Jerome Powell, the chairman of the US Federal Reserve, expressed his concerns about the potential negative impact of keeping interest rates high for extended periods on economic growth. He highlighted the strength of the economy and the labor market, despite some recent cooling, and emphasized the need to bring down inflation to the 2% goal.
Powell’s remarks come ahead of his appearance at a two-day hearing on Capitol Hill, where he is expected to discuss the state of the economy and monetary policy. The Federal Reserve has raised interest rates 11 consecutive times, bringing the overnight borrowing rate to its highest level in 23 years.
While the markets anticipate a rate cut in September, FOMC members have indicated just one cut following their June meeting. Powell and his colleagues have noted some encouraging inflation data after a spike earlier in the year, with inflation now at 2.6% in May.
The Fed’s focus on achieving its 2% inflation target remains a key priority, with Powell emphasizing the need for sustained progress towards this goal. He will face questioning from Senate Banking Committee members and the House Financial Services Committee, where he is expected to address concerns about the potential impact of high-interest rates on job creation and economic growth.
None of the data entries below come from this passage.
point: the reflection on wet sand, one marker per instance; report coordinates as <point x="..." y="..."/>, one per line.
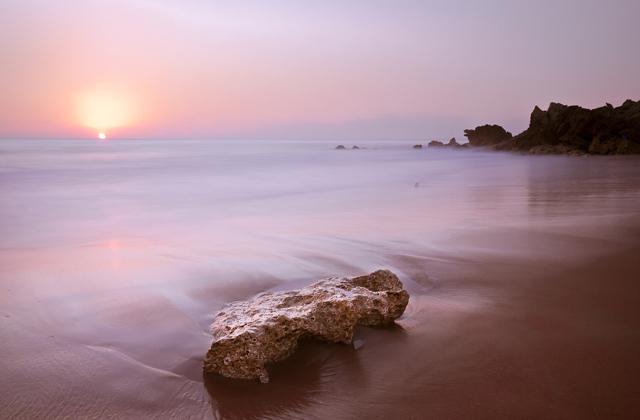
<point x="522" y="273"/>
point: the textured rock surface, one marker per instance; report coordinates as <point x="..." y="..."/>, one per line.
<point x="563" y="129"/>
<point x="249" y="334"/>
<point x="453" y="144"/>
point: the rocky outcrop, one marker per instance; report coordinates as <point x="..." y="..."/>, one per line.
<point x="563" y="129"/>
<point x="487" y="136"/>
<point x="250" y="334"/>
<point x="453" y="144"/>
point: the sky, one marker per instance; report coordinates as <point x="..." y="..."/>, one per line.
<point x="306" y="70"/>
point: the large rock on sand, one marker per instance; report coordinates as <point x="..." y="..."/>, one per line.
<point x="249" y="334"/>
<point x="487" y="136"/>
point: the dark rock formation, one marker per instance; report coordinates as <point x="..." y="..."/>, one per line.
<point x="453" y="144"/>
<point x="563" y="129"/>
<point x="247" y="335"/>
<point x="487" y="135"/>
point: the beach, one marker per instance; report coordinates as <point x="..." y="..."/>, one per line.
<point x="115" y="257"/>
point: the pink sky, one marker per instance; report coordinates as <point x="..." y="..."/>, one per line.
<point x="306" y="70"/>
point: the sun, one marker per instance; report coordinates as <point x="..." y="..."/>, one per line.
<point x="105" y="108"/>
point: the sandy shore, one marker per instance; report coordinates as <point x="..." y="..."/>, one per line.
<point x="522" y="273"/>
<point x="506" y="333"/>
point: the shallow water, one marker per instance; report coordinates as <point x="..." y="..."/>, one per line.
<point x="115" y="255"/>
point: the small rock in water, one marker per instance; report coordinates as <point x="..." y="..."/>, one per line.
<point x="249" y="334"/>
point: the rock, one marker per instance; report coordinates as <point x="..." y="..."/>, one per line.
<point x="573" y="130"/>
<point x="487" y="135"/>
<point x="453" y="143"/>
<point x="248" y="335"/>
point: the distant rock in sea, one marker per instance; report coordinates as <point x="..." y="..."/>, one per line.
<point x="487" y="135"/>
<point x="563" y="129"/>
<point x="248" y="335"/>
<point x="453" y="144"/>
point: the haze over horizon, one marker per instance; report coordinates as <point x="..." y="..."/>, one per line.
<point x="357" y="70"/>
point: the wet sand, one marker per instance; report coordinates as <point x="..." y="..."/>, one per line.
<point x="523" y="274"/>
<point x="485" y="336"/>
<point x="490" y="338"/>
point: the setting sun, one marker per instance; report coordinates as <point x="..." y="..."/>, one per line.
<point x="105" y="109"/>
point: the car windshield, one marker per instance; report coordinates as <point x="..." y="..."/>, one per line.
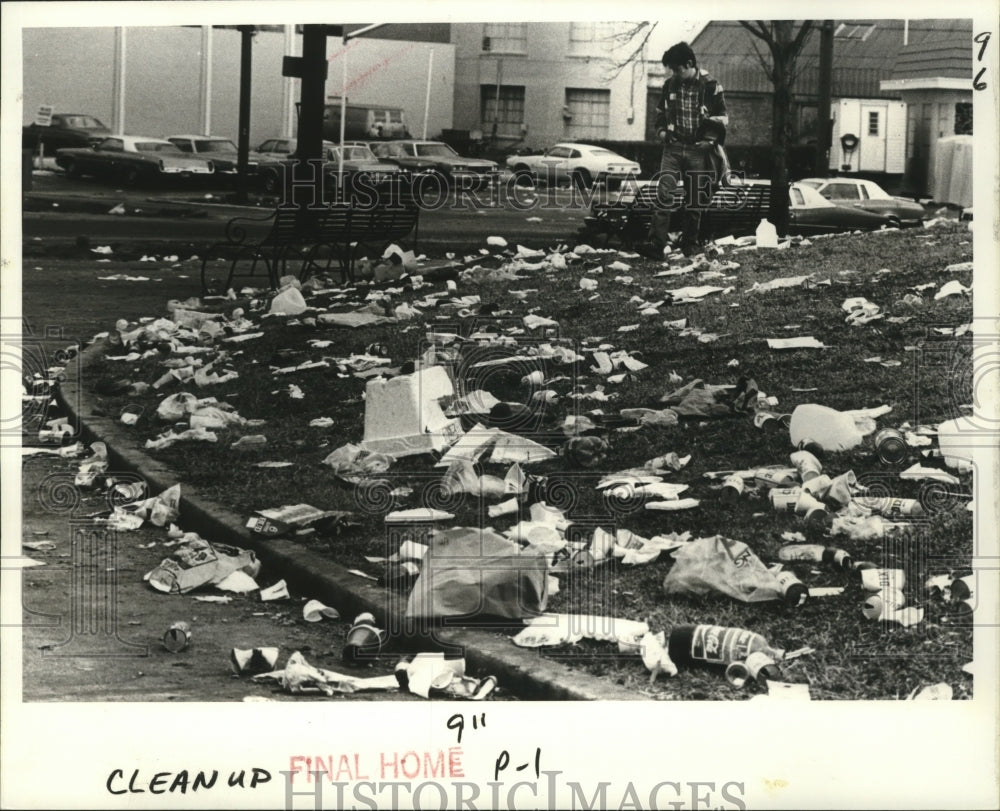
<point x="353" y="153"/>
<point x="215" y="146"/>
<point x="83" y="122"/>
<point x="435" y="151"/>
<point x="876" y="192"/>
<point x="810" y="197"/>
<point x="157" y="146"/>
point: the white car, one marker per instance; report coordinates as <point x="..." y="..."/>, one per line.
<point x="582" y="164"/>
<point x="867" y="196"/>
<point x="221" y="151"/>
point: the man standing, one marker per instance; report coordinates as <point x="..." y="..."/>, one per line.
<point x="691" y="122"/>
Despite pressure from some committee members to lower rates soon, Powell has reiterated the Fed’s commitment to its mandate and operational independence. He emphasized the importance of maintaining a balanced approach to monetary policy, considering both inflation and economic growth indicators.
Recent data showing a slight increase in the unemployment rate and a slowdown in GDP growth has raised concerns about the overall health of the economy. However, Powell remains optimistic about the solid pace of economic expansion and the resilience of private domestic demand.
As Powell navigates through the hearings and addresses questions from committee members, the focus will be on striking the right balance between supporting economic growth and maintaining price stability. The Fed’s decisions on interest rates in the coming months will be closely watched by market participants and policymakers alike, as they assess the potential impact on job creation and inflation levels.